Para Miller, a situação atual é preocupante. “Um alerta de perigo muito alto significa que, se uma faísca iniciar um incêndio, é provável que incêndios florestais se espalhem rapidamente”, diz ela.
Na Suíça, especialistas avaliam o perigo através de um sistema de informação baseado no Link externoÍndice de Risco de Incêndio (Fire Weather IndexLink externo ), desenvolvido no Canadá e adaptado ao ambiente alpino. O sistema utiliza quatro parâmetros meteorológicos: temperatura, umidade, precipitação e velocidade do vento.
Mais de 100 incêndios florestais por ano
A maioria dos incêndios florestais na Suíça ocorre na primavera. De acordo com o Departamento Federal do Meio Ambiente (FOEN), 90% deles são causados por humanos, principalmente por descuido ou negligência – uma bituca de cigarro descartada aqui, uma fogueira mal apagada ali. No verão, raios também podem provocar incêndios florestais.

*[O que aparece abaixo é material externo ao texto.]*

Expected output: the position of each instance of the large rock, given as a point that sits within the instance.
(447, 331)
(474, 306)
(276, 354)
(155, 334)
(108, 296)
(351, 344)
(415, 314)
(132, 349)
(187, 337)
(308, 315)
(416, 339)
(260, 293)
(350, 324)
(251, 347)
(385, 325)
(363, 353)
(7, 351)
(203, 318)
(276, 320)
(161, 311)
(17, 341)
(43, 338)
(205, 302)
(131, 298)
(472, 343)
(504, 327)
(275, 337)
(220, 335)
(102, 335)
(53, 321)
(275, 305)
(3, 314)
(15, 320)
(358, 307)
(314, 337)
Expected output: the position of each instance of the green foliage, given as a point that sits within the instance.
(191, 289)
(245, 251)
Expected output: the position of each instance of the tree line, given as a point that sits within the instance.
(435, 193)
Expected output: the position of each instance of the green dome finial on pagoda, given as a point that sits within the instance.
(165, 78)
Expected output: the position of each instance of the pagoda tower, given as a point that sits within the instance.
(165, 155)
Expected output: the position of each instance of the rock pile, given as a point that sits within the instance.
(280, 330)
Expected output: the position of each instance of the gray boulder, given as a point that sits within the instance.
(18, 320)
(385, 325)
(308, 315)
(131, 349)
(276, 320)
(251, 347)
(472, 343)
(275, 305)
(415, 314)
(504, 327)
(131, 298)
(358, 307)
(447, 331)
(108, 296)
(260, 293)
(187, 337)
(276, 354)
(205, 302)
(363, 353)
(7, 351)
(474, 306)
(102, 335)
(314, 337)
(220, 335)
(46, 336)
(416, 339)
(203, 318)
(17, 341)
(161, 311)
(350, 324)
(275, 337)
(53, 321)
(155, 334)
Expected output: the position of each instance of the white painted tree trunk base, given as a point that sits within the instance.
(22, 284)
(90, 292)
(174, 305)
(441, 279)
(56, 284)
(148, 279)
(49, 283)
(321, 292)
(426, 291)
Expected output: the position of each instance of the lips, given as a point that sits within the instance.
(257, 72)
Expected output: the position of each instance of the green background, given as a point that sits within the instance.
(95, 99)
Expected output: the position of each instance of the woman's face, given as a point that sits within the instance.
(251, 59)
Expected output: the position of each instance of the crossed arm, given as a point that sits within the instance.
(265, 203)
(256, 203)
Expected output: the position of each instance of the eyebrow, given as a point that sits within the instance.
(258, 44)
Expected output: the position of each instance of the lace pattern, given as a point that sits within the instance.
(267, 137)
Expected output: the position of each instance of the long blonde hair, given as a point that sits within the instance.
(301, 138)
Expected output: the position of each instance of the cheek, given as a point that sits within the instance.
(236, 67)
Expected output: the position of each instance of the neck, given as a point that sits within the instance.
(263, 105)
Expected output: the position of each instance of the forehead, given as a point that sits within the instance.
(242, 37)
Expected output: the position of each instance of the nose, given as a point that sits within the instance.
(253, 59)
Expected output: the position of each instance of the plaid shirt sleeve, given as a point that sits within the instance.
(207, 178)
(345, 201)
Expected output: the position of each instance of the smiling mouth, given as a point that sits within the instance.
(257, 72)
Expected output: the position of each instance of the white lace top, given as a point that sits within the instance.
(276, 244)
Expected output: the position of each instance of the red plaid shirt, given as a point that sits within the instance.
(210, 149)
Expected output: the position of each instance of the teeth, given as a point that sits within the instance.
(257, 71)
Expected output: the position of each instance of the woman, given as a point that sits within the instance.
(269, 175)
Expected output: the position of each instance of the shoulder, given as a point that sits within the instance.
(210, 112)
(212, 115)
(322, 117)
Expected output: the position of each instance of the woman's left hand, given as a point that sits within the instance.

De 2000 a 2023, a Suíça registrou uma média de 118 incêndios florestais por ano, segundo dados do Instituto Federal Suíço de Pesquisa Florestal, da Neve e da Paisagem. Em média, os incêndios afetaram 157 hectares, o equivalente a 220 campos de futebol. A maioria dos incidentes é de pequena escala, sendo raros os incêndios de grandes proporções e catastróficos, que ocorrem principalmente na vertente sul dos Alpes.
Entre os incêndios mais significativos dos últimos anos, destacam-se os registrados em Gambarogno, Ticino, em 2022, e em Bitsch, Valais, em 2023. Em ambos os casos, as chamas causaram prejuízos estimados em vários milhões de francos suíços e destruíram, respectivamente, 100 e 200 hectares de floresta, terras agrícolas e pastagens.
Na UE, o custo anual dos incêndios florestais é estimado em até 3 mil milhões de euros (2,8 mil milhões de francos suíços).
Risco maior no verão e inverno
O Departamento Federal do Meio Ambiente prevê que secas e ondas de calor mais frequentes aumentarão o risco de incêndios florestais na Suíça, não apenas no verão, mas também no inverno e no início da primavera.
Durante esses períodos, a vegetação ainda não retomou totalmente o crescimento. E quando não há neve, a luz solar incide diretamente sobre o solo da floresta, secando a grama e as folhas acumuladas do ano anterior. O risco também é intensificado pelo “Föhn” – um vento quente e seco comum em muitos vales alpinos que pode acelerar a propagação das chamas.
Segundo Miller, as medidas de prevenção mais eficazes são “reduzir a probabilidade de incêndios provocados por humanos e reforçar as medidas de reação”. Isso inclui aumentar a conscientização pública, melhorar a detecção precoce de incêndios e garantir uma intervenção inicial rápida. Uma gestão florestal voltada para florestas estruturalmente diversas e adaptadas ao clima também é importante, acrescenta ela.
Com o aumento do risco de incêndios florestais devido ao aquecimento global, uma parte fundamental da solução continua sendo o fator humano. Comportamentos responsáveis e medidas de prevenção eficazes podem ajudar a garantir que uma pequena faísca não cause um desastre.